The dismissal prompted much rejoicing among Mullaney's men and not only because they had removed Bairstow at a cost of five runs. Poor Chappell played six games in three formats for Nottinghamshire's first team last season without taking a single wicket. Six balls later he had two in 2020 when Dawid Malan flirted with one outside the off stump and edged a catch to Tom Moores. And the home side's joyous morning was completed half an hour before lunch when Tom Kohler-Cadmore tried to sweep Carter's offspin but only lobbed a catch off the glove to Mullaney at slip.
Yet while international batsmen of various descriptions had been coming and going, Harry Brook was playing with quiet assurance, reinforcing the fine impression made by his innings of 41 and 66 not out at the Riverside in Yorkshire's previous match. Unbeaten on just five at lunch, Brook hit Chappell for five fours in two overs after lunch, twice pulling him to leg with pleasing violence and straight driving him to the pavilion, a shot for the aesthetes. Mullaney's response to this assault was to put his trust in spin and 36 of the 63 overs bowled by tea had been delivered by the twirlers.
It worked for the Nottinghamshire skipper, too, although not in the way he had envisaged. Jonny Tattersall's dismissal, lbw to Patel for 31 when sweeping, was conventional enough but Nash's delight was surely mixed with incredulity when he gated Brook with the first ball of one of those faintly jocular pre-tea overs that can be trusted to either to spinners or occasional bowlers. Nash, of course, is both - this was his fourth wicket in five seasons - and he was even given five more overs after tea until Mullaney decided, rather in the manner of Mr Bennet, that he had entertained everybody long enough.
In that time the off-spinner had dismissed Patterson for 11 but also seen Thompson reach his fifty with successive slashed fours through the slips off Chappell. Though we didn't know it, the fun was still to come.

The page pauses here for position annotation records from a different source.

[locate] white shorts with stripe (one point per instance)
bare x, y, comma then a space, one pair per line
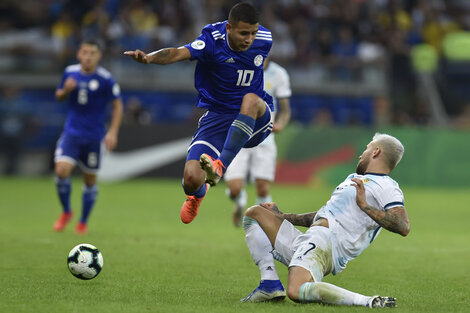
310, 250
257, 163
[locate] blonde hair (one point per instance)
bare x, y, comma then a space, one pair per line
392, 148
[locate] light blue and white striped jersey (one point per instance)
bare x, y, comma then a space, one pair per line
88, 103
353, 230
223, 76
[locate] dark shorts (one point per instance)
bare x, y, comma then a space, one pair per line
72, 149
213, 129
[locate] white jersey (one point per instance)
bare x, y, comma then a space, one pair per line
260, 161
352, 230
276, 82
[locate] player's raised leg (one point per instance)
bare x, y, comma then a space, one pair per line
240, 132
63, 186
195, 188
238, 195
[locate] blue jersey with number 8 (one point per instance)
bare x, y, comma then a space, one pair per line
223, 76
89, 102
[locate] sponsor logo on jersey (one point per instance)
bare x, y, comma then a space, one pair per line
198, 45
258, 60
93, 84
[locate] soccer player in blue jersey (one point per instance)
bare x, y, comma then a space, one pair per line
229, 79
89, 89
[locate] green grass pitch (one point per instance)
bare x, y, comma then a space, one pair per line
154, 263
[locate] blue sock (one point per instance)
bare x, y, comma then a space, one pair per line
201, 192
88, 199
238, 134
63, 190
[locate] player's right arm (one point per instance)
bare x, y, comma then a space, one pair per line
162, 56
305, 219
69, 85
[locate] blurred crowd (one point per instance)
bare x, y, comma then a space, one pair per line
340, 35
305, 31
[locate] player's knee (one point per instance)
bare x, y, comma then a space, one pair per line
62, 171
89, 179
251, 104
293, 292
253, 212
250, 99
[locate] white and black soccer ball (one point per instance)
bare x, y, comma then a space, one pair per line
85, 261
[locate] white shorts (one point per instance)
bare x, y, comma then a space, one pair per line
258, 162
310, 250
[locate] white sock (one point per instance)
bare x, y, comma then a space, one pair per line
239, 200
330, 294
260, 248
266, 199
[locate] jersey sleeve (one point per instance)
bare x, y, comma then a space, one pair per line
390, 197
201, 47
65, 75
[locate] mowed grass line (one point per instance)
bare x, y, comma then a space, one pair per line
154, 263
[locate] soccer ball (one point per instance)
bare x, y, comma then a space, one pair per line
85, 261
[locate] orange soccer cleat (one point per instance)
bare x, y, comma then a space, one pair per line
81, 228
62, 221
214, 168
190, 207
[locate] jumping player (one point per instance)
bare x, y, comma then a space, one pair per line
229, 79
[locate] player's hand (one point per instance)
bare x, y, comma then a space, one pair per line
138, 56
69, 84
360, 193
277, 128
110, 141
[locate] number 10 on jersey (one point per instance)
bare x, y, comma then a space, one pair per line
245, 77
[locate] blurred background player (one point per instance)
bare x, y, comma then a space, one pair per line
259, 163
89, 89
364, 203
229, 79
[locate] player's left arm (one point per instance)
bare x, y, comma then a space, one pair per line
110, 140
394, 219
283, 115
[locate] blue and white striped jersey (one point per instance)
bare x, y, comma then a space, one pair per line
351, 228
224, 76
88, 103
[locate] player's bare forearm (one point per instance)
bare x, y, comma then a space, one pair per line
169, 55
162, 56
394, 219
304, 220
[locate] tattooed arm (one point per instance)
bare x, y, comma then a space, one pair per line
394, 219
162, 56
296, 219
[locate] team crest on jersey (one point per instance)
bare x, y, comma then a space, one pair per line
198, 44
258, 60
93, 84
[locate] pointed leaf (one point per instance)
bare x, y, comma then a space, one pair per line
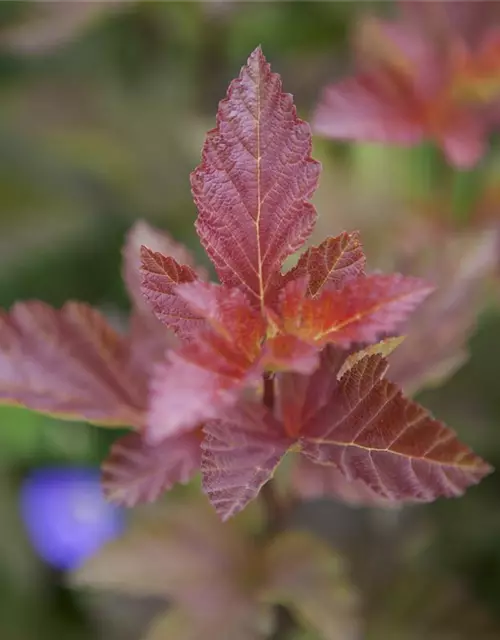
332, 264
70, 363
370, 431
311, 481
253, 185
160, 276
362, 311
383, 348
289, 353
137, 472
157, 241
207, 375
240, 454
307, 576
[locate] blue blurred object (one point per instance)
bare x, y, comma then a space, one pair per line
66, 515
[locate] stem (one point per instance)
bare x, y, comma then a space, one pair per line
276, 512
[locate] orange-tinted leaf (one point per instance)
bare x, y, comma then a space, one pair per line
253, 185
137, 472
181, 552
207, 375
240, 454
69, 362
361, 312
289, 353
157, 241
228, 313
304, 574
370, 431
383, 348
332, 264
160, 276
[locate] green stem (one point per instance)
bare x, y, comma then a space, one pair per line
276, 515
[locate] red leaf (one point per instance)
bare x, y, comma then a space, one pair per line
70, 363
311, 481
157, 241
208, 374
437, 333
362, 311
371, 432
253, 185
240, 454
419, 79
332, 264
137, 472
160, 276
371, 108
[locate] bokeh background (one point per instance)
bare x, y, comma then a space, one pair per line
103, 110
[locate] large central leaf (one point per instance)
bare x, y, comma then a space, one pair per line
254, 182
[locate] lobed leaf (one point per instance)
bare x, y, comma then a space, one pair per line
370, 431
448, 317
181, 552
71, 363
332, 264
157, 241
204, 377
361, 312
160, 277
240, 454
311, 481
304, 574
253, 185
136, 472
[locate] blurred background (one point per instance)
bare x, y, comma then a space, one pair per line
103, 110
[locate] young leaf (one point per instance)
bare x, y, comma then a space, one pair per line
160, 276
370, 431
253, 185
304, 574
70, 363
240, 454
362, 311
208, 374
136, 472
157, 241
332, 264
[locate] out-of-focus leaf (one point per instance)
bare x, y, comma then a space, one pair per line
55, 23
370, 431
332, 264
183, 553
254, 183
137, 472
436, 335
207, 374
360, 312
304, 574
69, 363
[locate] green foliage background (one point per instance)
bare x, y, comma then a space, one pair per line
101, 124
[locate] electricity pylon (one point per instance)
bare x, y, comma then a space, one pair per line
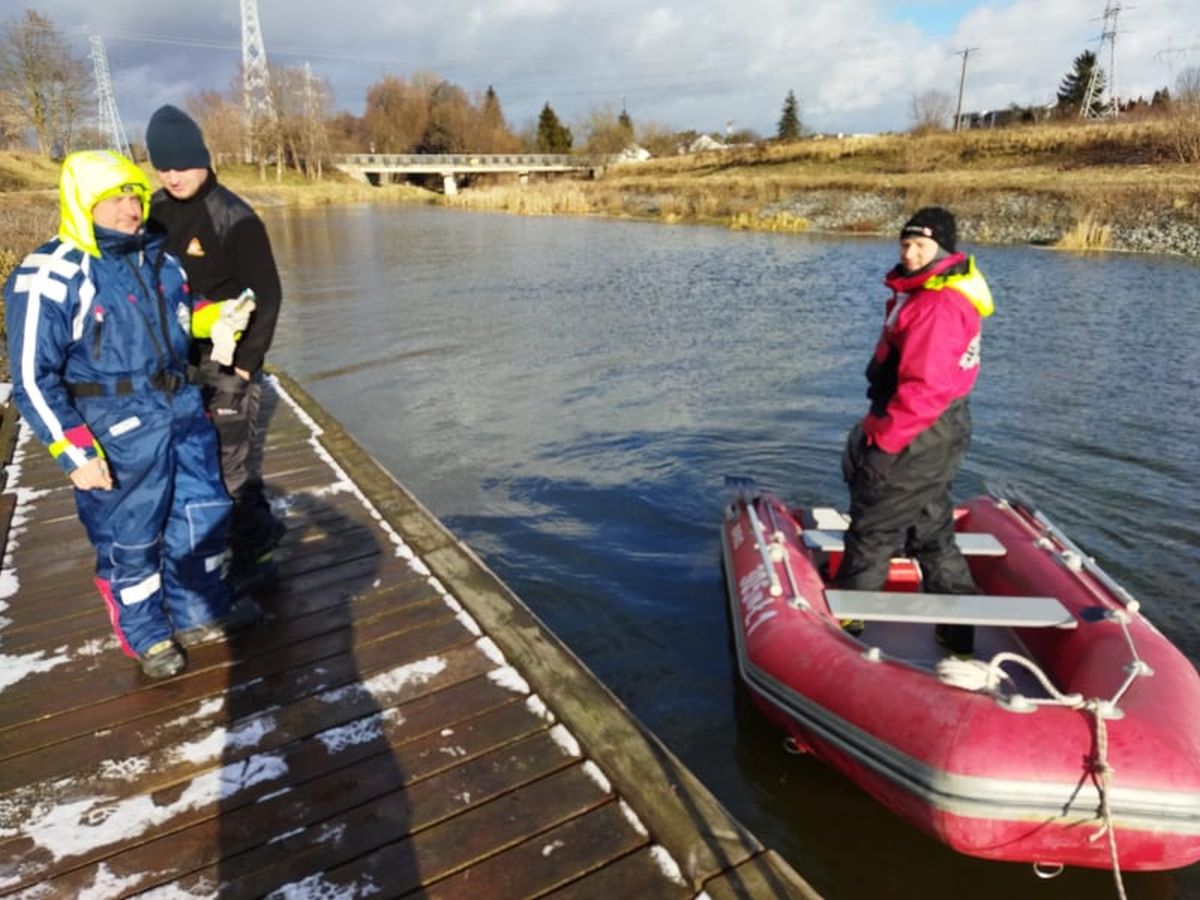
1108, 36
256, 84
108, 120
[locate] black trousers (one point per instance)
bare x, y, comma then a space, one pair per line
909, 510
234, 405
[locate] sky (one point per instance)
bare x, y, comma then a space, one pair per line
705, 65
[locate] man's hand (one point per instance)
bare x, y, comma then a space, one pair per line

Both Duanne Olivier and Jack Shutt were leg before to the frontline Nottinghamshire twirlers very cheaply and Yorkshire were 232 for 9 when Dominic Leech walked out to play his maiden first-class innings. Realising this was no time for nudged singles the left-handed Thompson twice launched Patel high in the direction of West Bridgford and levied a couple of other boundaries in the same over.

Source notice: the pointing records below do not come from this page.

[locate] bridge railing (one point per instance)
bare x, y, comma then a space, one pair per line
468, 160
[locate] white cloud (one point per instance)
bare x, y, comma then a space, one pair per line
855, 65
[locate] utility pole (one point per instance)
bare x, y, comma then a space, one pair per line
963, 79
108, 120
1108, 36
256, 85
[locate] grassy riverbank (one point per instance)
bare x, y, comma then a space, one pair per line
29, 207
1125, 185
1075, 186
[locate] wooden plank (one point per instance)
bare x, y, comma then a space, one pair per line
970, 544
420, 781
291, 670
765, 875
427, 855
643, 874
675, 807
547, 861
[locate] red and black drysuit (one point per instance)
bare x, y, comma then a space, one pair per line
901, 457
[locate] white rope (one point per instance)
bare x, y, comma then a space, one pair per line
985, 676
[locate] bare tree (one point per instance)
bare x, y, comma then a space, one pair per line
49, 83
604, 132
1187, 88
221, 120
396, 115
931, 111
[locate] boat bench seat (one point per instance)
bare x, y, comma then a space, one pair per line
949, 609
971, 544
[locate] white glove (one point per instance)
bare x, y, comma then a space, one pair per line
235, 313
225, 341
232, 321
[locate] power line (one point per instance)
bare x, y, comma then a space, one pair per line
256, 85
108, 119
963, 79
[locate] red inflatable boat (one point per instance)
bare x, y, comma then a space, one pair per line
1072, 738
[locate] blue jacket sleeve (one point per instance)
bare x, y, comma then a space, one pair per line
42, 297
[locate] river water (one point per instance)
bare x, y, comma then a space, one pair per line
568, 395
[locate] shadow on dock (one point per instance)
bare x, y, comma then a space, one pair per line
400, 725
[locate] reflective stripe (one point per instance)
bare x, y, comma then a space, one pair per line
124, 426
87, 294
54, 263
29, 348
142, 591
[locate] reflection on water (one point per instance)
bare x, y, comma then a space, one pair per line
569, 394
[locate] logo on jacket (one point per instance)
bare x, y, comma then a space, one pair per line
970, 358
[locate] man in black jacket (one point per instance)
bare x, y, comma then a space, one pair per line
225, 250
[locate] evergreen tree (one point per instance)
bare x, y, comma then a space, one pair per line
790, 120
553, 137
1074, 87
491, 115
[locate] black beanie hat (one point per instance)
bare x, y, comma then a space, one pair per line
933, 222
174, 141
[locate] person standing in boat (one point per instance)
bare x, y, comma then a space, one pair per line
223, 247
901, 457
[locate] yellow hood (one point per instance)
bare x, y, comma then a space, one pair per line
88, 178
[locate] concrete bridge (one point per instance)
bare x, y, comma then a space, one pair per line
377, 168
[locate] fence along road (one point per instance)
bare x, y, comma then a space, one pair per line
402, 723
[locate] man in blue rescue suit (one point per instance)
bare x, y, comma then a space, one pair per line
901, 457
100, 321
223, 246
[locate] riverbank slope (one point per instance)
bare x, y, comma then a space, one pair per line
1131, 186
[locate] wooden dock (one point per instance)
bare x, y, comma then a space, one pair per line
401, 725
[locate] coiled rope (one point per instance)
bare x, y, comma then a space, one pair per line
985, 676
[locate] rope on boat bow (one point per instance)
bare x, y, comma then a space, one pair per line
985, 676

Ball replaced Patel and Thompson clipped the England bowler off his hip for a third six, which was followed a few balls later by the mightiest clump of the lot. Now there was some point in a bit of push and run - Leech was defending competently - but the young man tried to reach the landmark in the grand manner⊠and edged Nash to Mullaney at slip. No doubt Bairstow enjoyed the chutzpah behind the stroke. No doubt he congratulated his young colleague. As ever, tomorrow awaits. There will be more opportunities.